Few persons who have chanced to travel through any part of the Principality can forget the pleasant sight of Welshwomen knitting with unremitting industry while walking along the roads carrying burdens upon their heads. On summer evenings, before the husband returned from his work, while the children, released from school, played together out of doors, the Bala housewife would often take her baby and her knitting to enjoy an hour or two of social converse at a neighbour’s cottage; or a group of matrons and maidens would assemble together in some pleasant nook where sunshine and shade softly mingled,
‘And whilst the nimble Cambrian rills
Danced hy-day-gies amongst the hills’1
around them, ply their work with busy fingers, and sing together the sweet national airs of their country, pausing at times to relate to each other some wild legendary tale, connected by tradition either with the place, or with the tune.
On such occasions Cadwaladyr’s daughter was often a listener, though forbidden to attend their regular parties.
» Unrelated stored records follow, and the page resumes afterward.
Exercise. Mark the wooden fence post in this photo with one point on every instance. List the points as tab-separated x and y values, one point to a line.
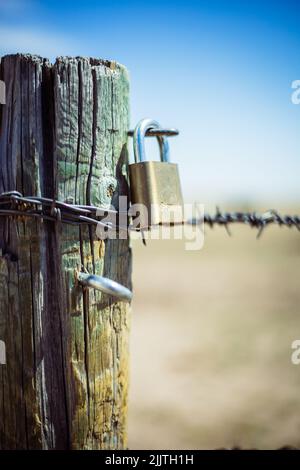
63	134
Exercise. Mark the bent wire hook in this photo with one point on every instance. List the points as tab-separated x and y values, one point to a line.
105	285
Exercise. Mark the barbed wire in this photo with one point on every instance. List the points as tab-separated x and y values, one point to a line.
252	219
14	204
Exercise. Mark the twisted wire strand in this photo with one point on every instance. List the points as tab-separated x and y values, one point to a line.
15	204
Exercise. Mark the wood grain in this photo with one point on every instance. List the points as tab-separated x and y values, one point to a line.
63	135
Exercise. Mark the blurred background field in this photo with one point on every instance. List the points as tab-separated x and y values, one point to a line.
211	342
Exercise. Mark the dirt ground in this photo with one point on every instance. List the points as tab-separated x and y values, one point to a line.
211	342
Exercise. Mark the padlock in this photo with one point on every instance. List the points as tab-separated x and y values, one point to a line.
155	185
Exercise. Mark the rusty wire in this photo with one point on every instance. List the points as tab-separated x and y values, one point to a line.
14	204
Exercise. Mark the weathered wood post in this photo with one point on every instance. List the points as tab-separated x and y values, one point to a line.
64	136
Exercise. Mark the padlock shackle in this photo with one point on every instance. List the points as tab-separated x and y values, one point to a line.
139	141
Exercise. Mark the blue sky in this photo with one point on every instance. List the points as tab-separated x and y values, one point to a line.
220	71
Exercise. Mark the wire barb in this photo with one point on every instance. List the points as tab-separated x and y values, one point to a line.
14	204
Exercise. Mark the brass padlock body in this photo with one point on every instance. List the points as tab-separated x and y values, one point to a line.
156	185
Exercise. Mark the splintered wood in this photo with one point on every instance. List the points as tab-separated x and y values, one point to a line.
63	135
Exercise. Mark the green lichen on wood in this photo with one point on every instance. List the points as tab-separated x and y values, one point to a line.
63	135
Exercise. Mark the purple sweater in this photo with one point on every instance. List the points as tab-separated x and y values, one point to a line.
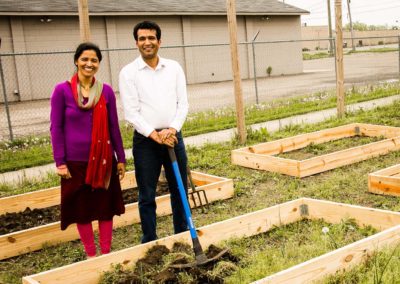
71	127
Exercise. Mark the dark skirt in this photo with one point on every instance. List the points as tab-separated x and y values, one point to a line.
82	204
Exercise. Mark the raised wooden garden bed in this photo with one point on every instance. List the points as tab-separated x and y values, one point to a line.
386	181
47	197
89	271
261	156
216	188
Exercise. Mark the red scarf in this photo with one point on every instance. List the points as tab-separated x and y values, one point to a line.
98	173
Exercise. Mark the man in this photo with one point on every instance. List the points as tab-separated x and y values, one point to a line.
153	93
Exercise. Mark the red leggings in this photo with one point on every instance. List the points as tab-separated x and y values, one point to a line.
87	237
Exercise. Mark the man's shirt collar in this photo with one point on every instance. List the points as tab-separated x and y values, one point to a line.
143	64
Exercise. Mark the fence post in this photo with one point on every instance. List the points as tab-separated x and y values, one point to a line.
254	64
6	100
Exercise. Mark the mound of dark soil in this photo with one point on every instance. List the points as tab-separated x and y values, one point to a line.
158	267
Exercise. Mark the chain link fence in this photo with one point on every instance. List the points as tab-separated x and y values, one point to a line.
269	70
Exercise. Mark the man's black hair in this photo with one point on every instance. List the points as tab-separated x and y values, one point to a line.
147	25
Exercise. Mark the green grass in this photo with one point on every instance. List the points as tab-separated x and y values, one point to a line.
381	267
313	150
259	188
289	245
319	55
16	156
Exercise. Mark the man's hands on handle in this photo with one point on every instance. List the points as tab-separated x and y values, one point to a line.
166	136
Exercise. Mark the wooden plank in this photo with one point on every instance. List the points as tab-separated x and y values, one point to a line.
390	171
265	162
333	212
33	239
248	225
47	197
348	156
302	140
260	156
385	181
51	196
338	260
89	271
373	130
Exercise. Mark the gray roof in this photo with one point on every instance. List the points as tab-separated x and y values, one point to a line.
155	7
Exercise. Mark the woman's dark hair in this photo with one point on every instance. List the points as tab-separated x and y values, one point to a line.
147	25
87	46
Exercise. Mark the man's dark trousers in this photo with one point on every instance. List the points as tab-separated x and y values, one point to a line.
149	156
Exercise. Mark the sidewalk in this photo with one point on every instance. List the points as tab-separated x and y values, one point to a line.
218	136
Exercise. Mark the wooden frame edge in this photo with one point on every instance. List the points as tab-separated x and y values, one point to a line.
32	239
247	225
307	167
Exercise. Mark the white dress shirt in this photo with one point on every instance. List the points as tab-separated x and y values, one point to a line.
153	98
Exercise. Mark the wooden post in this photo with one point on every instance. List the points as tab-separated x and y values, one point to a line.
231	14
330	27
84	20
353	47
339	60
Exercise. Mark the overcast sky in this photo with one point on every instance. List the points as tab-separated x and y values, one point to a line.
371	12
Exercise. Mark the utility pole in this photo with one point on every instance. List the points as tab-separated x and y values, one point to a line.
330	27
339	59
84	20
353	47
232	25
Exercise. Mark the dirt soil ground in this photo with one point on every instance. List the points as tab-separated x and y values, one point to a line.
155	267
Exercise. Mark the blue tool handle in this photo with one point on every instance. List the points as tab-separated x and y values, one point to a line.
182	193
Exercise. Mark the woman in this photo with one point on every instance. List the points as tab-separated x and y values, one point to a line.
85	134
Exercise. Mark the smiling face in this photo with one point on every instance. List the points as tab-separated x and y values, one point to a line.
87	64
148	44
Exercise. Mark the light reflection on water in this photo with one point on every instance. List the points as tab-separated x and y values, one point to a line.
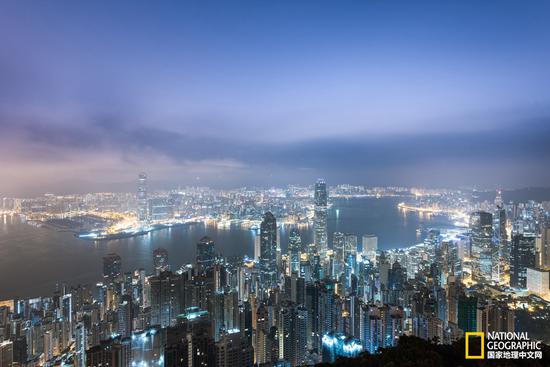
33	260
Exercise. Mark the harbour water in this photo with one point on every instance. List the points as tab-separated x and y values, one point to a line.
33	260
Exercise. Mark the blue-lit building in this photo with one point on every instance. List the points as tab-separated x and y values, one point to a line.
339	345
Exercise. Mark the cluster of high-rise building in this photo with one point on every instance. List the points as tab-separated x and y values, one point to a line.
338	296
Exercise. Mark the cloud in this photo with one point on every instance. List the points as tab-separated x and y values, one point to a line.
109	152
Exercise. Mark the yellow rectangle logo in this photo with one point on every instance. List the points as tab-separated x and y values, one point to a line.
479	334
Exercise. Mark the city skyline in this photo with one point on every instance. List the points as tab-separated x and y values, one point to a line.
429	94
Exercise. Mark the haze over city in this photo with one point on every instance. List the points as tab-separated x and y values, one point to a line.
441	94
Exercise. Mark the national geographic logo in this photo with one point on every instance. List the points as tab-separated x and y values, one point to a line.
475	345
501	345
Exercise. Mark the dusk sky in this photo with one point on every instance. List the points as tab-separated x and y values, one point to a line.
442	93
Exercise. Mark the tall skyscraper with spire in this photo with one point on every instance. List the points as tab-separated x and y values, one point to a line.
294	250
142	197
320	217
268	249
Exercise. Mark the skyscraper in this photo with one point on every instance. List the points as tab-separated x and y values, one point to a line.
112	266
481	229
81	344
142	197
522	256
205	253
370	246
320	217
294	250
268	249
160	260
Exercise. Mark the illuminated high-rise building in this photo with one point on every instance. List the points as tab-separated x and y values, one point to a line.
81	344
294	250
268	249
112	266
522	256
142	212
338	244
205	253
481	242
320	217
544	239
160	260
370	246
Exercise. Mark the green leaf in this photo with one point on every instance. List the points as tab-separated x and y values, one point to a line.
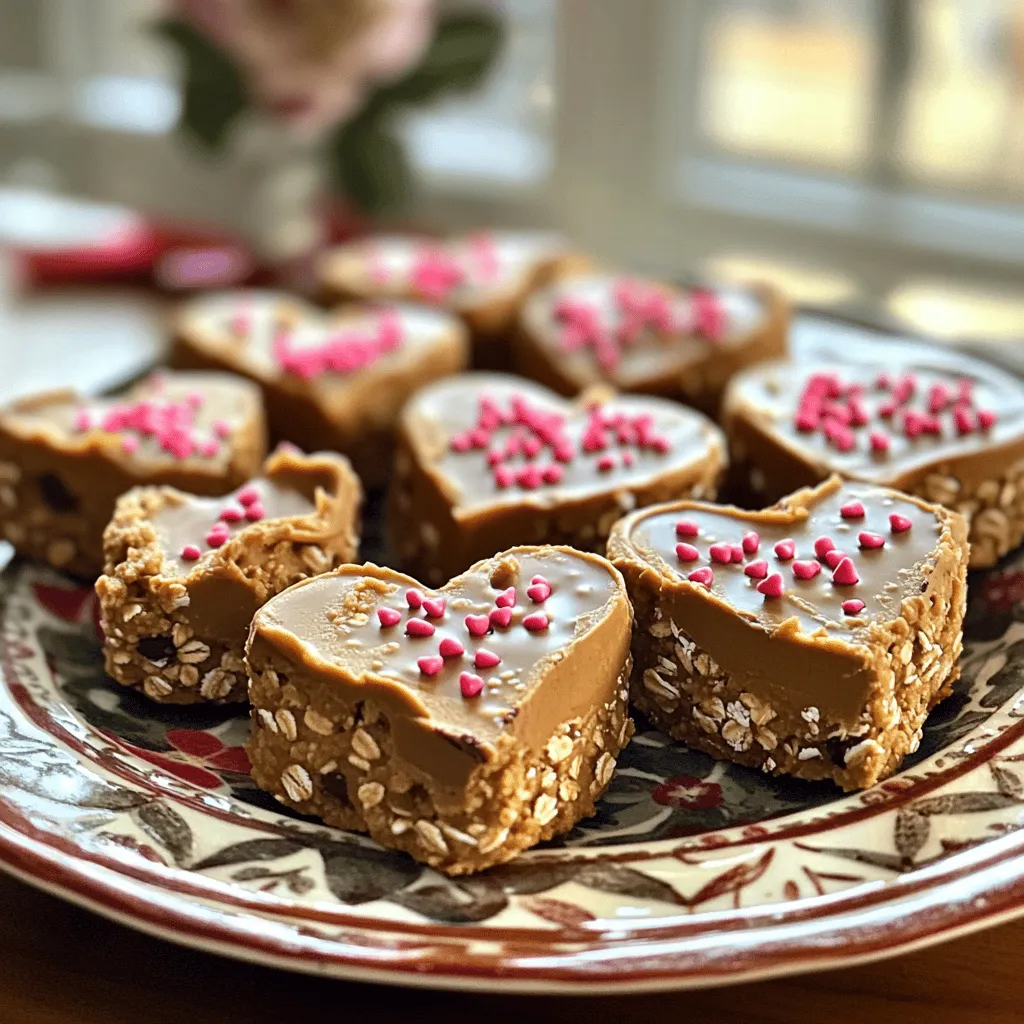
368	163
464	49
213	91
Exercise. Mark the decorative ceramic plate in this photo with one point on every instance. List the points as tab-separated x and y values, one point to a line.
692	872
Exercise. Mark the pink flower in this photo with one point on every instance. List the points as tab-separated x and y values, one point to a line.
310	62
689	792
196	757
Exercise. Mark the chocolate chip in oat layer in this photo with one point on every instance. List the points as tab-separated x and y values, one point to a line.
156	648
54	492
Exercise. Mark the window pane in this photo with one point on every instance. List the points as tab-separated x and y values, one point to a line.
788	79
964	109
503	130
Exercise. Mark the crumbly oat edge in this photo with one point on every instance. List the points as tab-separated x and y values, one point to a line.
686	693
137	601
334	760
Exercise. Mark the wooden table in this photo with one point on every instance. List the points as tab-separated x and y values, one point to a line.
59	964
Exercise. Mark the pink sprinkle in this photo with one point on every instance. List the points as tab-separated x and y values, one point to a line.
834	557
687	527
845	573
501	616
705	576
478	626
822	546
806	570
899	523
785	549
388	616
485	658
450	647
721	553
419	628
471	685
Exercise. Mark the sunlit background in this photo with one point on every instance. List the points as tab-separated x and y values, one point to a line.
866	155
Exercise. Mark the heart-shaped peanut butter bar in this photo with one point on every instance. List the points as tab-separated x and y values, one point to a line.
66	459
185	573
482	278
486	461
811	638
934	423
463	724
640	335
330	381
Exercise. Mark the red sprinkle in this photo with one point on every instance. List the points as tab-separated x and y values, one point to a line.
478	626
419	628
430	665
806	570
705	576
687	527
721	553
486	658
388	616
834	557
471	685
899	523
846	573
785	549
450	647
501	616
772	587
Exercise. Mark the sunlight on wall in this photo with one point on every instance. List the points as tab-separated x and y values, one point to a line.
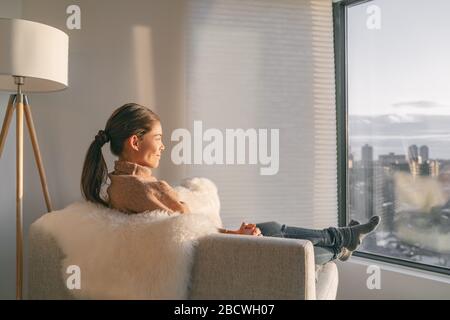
143	59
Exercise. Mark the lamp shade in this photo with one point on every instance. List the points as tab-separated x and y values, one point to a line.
35	51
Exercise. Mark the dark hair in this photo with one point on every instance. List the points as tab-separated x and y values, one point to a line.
130	119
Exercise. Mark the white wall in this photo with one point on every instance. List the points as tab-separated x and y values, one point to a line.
8	9
114	58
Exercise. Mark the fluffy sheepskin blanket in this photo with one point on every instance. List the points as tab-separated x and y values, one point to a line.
142	256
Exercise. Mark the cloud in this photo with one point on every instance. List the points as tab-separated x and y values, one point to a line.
420	104
399	118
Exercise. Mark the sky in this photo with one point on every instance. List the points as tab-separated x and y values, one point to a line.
399	76
403	67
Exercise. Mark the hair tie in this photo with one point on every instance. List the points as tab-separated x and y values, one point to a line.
102	137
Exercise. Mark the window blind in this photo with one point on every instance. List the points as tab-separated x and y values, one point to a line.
266	65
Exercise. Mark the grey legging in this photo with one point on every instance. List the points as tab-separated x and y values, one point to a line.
328	243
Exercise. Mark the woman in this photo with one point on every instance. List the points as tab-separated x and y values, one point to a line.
135	137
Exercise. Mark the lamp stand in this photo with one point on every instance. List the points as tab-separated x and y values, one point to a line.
19	102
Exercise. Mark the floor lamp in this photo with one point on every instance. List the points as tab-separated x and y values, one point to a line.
33	58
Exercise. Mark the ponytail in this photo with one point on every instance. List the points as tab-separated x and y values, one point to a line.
130	119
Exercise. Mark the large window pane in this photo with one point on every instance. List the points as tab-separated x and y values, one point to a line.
399	126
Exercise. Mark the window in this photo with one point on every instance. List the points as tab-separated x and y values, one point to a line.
264	64
393	74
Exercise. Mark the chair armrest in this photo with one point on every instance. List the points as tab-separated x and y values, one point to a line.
228	266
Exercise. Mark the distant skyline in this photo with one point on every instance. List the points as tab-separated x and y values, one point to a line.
402	68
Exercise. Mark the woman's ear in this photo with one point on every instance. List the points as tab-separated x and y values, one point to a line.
133	142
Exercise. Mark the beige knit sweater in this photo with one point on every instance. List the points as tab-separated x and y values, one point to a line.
133	189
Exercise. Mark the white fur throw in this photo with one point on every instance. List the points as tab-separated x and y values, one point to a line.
140	256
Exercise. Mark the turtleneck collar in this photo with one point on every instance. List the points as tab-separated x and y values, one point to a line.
131	168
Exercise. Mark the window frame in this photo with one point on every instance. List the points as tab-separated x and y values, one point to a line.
341	63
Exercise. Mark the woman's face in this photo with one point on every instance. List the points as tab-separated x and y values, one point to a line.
147	150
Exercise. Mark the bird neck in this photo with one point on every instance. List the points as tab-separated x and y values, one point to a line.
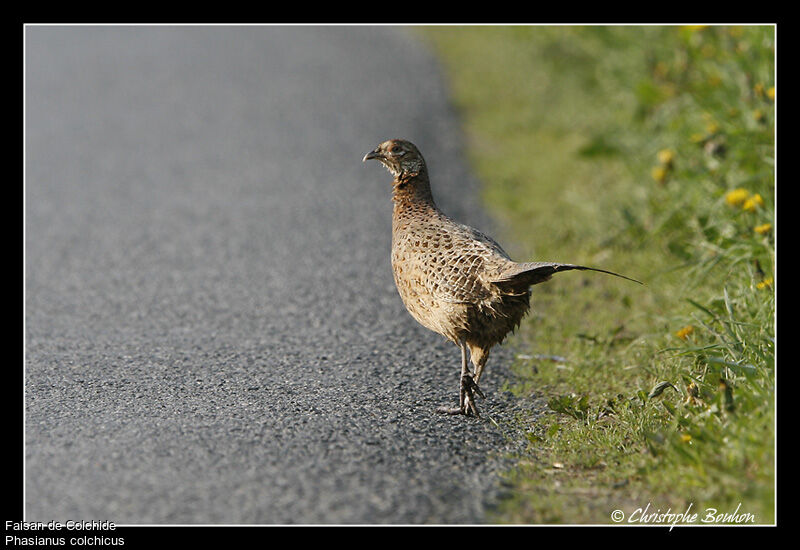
412	188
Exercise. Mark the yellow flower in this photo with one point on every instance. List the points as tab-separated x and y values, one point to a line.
666	156
736	196
765	283
752	203
659	173
763	229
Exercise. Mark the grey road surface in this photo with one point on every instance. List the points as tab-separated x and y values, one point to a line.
212	331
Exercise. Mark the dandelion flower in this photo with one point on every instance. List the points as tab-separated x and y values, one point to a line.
736	196
763	229
765	283
752	203
659	173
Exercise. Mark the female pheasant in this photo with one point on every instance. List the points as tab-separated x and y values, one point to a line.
453	279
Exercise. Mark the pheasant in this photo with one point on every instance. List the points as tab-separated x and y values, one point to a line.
453	279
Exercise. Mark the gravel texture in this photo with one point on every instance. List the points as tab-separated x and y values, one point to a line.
213	335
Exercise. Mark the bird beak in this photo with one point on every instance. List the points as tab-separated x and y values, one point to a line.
374	154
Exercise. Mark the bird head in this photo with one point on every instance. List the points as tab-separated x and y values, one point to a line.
399	156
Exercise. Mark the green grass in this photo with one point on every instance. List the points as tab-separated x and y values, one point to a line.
618	147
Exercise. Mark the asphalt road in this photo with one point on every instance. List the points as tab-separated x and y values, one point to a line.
213	335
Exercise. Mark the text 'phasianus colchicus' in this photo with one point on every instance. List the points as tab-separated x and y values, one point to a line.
452	278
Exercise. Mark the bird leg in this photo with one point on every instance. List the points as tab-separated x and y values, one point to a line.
467	389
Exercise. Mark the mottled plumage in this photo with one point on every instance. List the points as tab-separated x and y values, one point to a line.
453	279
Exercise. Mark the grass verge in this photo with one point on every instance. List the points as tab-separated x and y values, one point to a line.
648	151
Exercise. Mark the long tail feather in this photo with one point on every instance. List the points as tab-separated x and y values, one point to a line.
532	273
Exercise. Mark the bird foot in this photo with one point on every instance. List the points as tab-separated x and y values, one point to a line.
468	391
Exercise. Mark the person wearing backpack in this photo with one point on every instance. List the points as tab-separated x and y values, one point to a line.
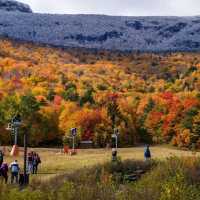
147	153
14	167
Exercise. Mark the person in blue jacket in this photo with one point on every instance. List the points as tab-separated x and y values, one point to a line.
147	153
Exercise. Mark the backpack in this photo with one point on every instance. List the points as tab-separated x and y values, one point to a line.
14	168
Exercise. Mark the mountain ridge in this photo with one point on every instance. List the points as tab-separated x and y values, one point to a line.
104	32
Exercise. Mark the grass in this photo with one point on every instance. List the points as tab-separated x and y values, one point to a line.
55	163
175	178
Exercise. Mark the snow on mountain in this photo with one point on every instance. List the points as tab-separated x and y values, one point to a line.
11	5
103	32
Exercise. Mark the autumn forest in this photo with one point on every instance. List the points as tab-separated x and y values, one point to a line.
151	98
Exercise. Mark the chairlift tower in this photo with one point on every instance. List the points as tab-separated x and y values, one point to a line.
14	126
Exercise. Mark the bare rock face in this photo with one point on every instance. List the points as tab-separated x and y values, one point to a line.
158	34
11	5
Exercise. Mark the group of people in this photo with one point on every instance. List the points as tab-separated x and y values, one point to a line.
33	160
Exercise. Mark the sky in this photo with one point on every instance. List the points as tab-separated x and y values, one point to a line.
117	7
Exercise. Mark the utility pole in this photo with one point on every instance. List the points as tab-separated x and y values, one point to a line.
26	178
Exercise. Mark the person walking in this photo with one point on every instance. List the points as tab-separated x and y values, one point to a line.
1	158
147	153
30	162
14	167
36	162
4	171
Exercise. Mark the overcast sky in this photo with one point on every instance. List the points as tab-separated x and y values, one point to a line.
117	7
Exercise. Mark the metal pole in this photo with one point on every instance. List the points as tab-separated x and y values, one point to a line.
116	141
73	144
25	158
16	134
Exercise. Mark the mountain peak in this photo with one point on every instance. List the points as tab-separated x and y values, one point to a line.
12	5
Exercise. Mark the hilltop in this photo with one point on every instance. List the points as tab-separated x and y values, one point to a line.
103	32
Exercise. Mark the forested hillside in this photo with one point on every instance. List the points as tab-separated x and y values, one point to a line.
150	97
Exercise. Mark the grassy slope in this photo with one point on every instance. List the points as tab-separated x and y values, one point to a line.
55	163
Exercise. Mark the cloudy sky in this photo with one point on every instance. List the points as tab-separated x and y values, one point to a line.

Her habit of incessant useful occupation may be traced to such early examples. She excels, like a true Bala woman, in the use of her knitting-pins. It is still customary in many parts of the Principality – and in her younger days it was general – that all the materials of clothing for the family, and all the woven fabrics used in the house should be prepared at home.
The sound of spinning-wheels was heard in every cottage – yea, in every dwelling – and busy housewives and their daughters spun the wool of the native sheep into yarn. Reserving what they required for knitting, they dyed some of it bright red for children’s socks, blue or grey for their husband’s stockings, and black for their own.
The chief part of the yarn they took to the village weavers, who, like the Welsh housewives, were skilful in the preparation of vegetable dyes from native plants. At their looms it was woven into cloth, for coats, and cloaks, and riding-skirts; into flannels of various sorts and patterns, for under-clothing and gowns; into blankets, and bed-rugs, and counterpanes.
Flax and hemp, being purchased at the nearest town, were also spun at home, and taken to the village weaver to be made into different sorts of strong linen cloth for all family uses.
Then, also, as now, the village tailor took his seat on the kitchen table of every household in its turn, to shape the home-made materials into clothes for the master and his boys, or to patch their old suits. In Elizabeth Cadwaladyr’s days, he also cut out the petticoats and bobtails, and bedgowns, for the mother and her girls.
Dwellers in mountain lands often notice heavy masses of cloud pausing and settling over the summits, and shaping themselves to imitative forms. They are not equally observant in tracing the effects of those mountains upon their own minds.